[LLVMdev] [PATCH] parallel loop metadata

Mon Feb 4 07:42:52 PST 2013

On 02/04/2013 02:23 PM, Pekka Jääskeläinen wrote:
> Hi,
>
> Here's an updated patch with the remarks from Tobias and Sebastian
> addressed.

Great.

> On 02/04/2013 11:30 AM, Pekka Jääskeläinen wrote:
>> branch itself). That should do (if it works), unless you have a better
>> idea for this.
>
> I ended up using the trick TBAA uses to create metadata that won't
> get merged (thus remains to be referred to only by one loop's metadata)
> by using a metadata that refers to itself.
>
> It also now supports nested parallel loops via referring to a metadata that
> points to all the loop identifier metadatas the memory accessing
> instruction is inside of.

Nice.

I looked at the patch. It looks very nice and is from my side good to 
go. I just added some minor comments that you may want to address before 
committing.

Tobi

P.S.: Please give Sebastian and Nadav also a couple of days to comment.

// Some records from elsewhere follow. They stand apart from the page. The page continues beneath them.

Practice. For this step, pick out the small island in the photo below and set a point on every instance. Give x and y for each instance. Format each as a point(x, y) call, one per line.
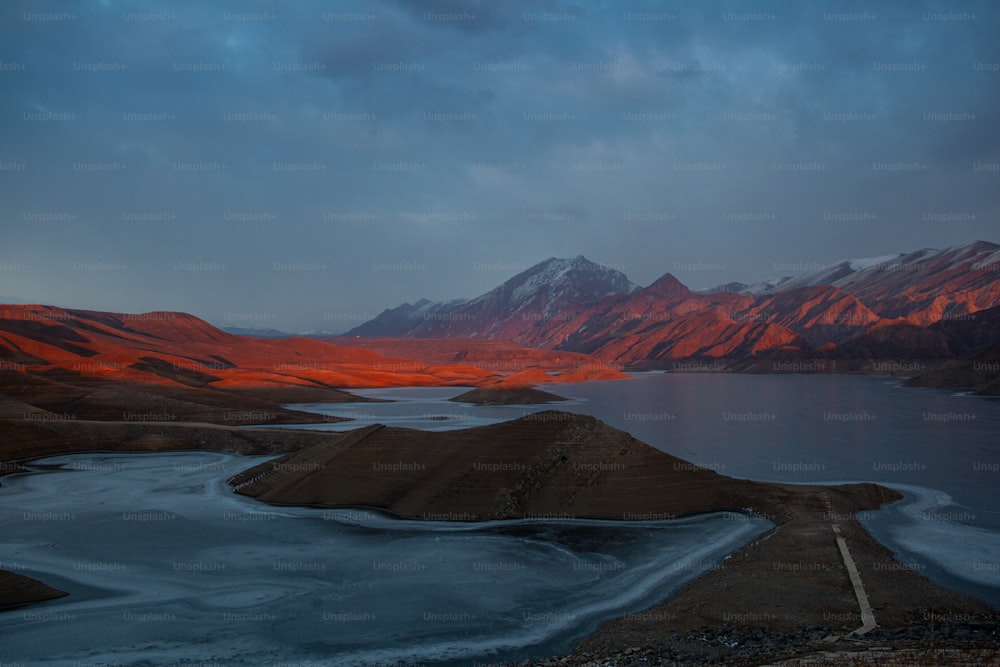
point(503, 395)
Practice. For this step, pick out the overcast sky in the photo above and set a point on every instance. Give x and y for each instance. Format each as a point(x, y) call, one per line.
point(304, 165)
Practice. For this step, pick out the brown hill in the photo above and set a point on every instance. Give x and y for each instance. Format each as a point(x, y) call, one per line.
point(547, 463)
point(860, 309)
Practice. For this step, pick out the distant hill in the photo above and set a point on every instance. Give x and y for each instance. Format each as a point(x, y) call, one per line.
point(875, 308)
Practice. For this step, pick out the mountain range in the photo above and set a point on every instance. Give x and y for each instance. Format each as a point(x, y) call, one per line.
point(927, 304)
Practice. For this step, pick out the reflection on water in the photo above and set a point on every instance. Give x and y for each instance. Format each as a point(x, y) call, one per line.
point(165, 564)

> Index: llvm/include/llvm/Analysis/LoopInfo.h
> ===================================================================
> --- llvm.orig/include/llvm/Analysis/LoopInfo.h	2013-02-04 11:35:13.036349427 +0200
> +++ llvm/include/llvm/Analysis/LoopInfo.h	2013-02-04 11:37:29.428349395 +0200
> @@ -381,6 +381,20 @@
>     /// isSafeToClone - Return true if the loop body is safe to clone in practice.
>     bool isSafeToClone() const;
>
> +  /// Returns true if the loop is parallel.
> +  ///
> +  /// A parallel loop can be assumed to not contain any dependencies between
> +  /// iterations by the compiler. That is, any loop-carried dependency checking
> +  /// can be skipped completely when parallelizing the loop on the target
> +  /// machine. Thus, if the parallel loop information originates from the
> +  /// programmer, e.g. via the OpenMP parallel for pragma, it is the
> +  /// programmer's responsibility to ensure the are no loop-carried
                                                there are

> +  /// dependencies. The final execution order of the instructions across
> +  /// iterations is not guaranteed, thus, the end result might or might
'might or might', that sounds incorrect

> +  /// implement actual concurrent execution of instructions across multiple
> +  /// iterations.
> +  bool isParallel() const;
> +
>     /// hasDedicatedExits - Return true if no exit block for the loop
>     /// has a predecessor that is outside the loop.
>     bool hasDedicatedExits() const;
> Index: llvm/lib/Analysis/LoopInfo.cpp
> ===================================================================
> --- llvm.orig/lib/Analysis/LoopInfo.cpp	2013-02-04 11:35:13.096349325 +0200
> +++ llvm/lib/Analysis/LoopInfo.cpp	2013-02-04 15:11:11.039288169 +0200
> @@ -24,6 +24,7 @@
>   #include "llvm/Assembly/Writer.h"
>   #include "llvm/IR/Constants.h"
>   #include "llvm/IR/Instructions.h"
> +#include "llvm/IR/Metadata.h"
>   #include "llvm/Support/CFG.h"
>   #include "llvm/Support/CommandLine.h"
>   #include "llvm/Support/Debug.h"
> @@ -233,6 +234,51 @@
>     return true;
>   }
>
> +
> +bool Loop::isParallel() const {
> +
> +  BasicBlock *latch = getLoopLatch();
> +  if (latch == NULL ||
> +      latch->getTerminator()->getMetadata("llvm.loop.parallel") == NULL)
> +    return false;

You can probably move the second part of the condition later.

if (latch == NULL)
   return false;

MDNode *desiredLoopIdMetadata =
     latch->getTerminator()->getMetadata("llvm.loop.parallel");

if (!desiredLoopIdMetadata)
   return false;

> +
> +  MDNode *desiredLoopIdMetadata =
> +      latch->getTerminator()->getMetadata("llvm.loop.parallel");
> +
> +  // The loop branch contains the parallel loop metadata. In order to ensure
> +  // that any parallel-loop-unaware optimization pass hasn't added loop-carried
> +  // dependencies (thus converted the loop back to a sequential loop), check
> +  // that all the memory instructions in the loop contain parallelism metadata
> +  // that point to the same unique "loop id metadata" the loop branch does.
> +  for (block_iterator BB = block_begin(), BE = block_end(); BB != BE; ++BB) {
> +    for (BasicBlock::iterator II = (*BB)->begin(), EE = (*BB)->end();
> +         II != EE; II++) {
> +
> +      if (!II->mayReadOrWriteMemory()) continue;

clang-format would put the single statement on the next line.

> +
> +      if (II->getMetadata("llvm.mem.parallel_loop_access") == NULL) {
> +        return false;
> +      }

No '{' or '}' for single statement loops.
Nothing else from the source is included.